BIg-Oh for reversing LinkedList in Java

Question

Please advise what would be the Big-O in these two cases. I understand that the base case would be constant O(1), but am confused how to compute for the rest and the recursion.

Case #1

public ListNode reverse1(ListNode list) {
    if (list == null || list.next == null) {
        return list;
    }
    ListNode after = reverse(list.next);
    list.next.next = list;
    list.next = null;
    return after;
}

Case #2

public ListNode reverse2(ListNode list) {
    if (list == null || list.next == null) {
        return list;
    }
    ListNode after = reverse2(list.next);
    ListNode temp = after;
    while (temp.next != null) {
        temp = temp.next;
    }
    temp.next = list;
    list.next = null;
    return after;
}

Answer 1

In your first case the recursion gives:

T(n) = T(n-1) + c 

where T(n) is the overall steps for n nodes, in order to reverse n nodes you just reverse n-1 in T(n-1) and add the nth node by doing constant operations which cost c (constant value doesn't matter).

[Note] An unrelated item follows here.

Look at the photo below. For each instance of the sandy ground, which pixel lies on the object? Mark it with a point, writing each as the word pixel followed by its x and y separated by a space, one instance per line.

The above recursive relation is easy to see that leads to:

T(n) = T(n-1) + c = T(n-2) + 2c =...= nc = O(n)

In your second case the recursion gives:

T(n) = T(n-1) + n + c 

That's because in order to reverse n nodes you reverse n-1 in T(n-1) and you traverse the list in order to place the node at the end which cost n and constant operations which cost at most c (c doesn't matter).

The above recursive relation is easy to see that leads to:

T(n) = T(n-1) + n +c = T(n-2) + n + (n-1) + 2c =...= n(n-1)/2 +nc = O(n^2)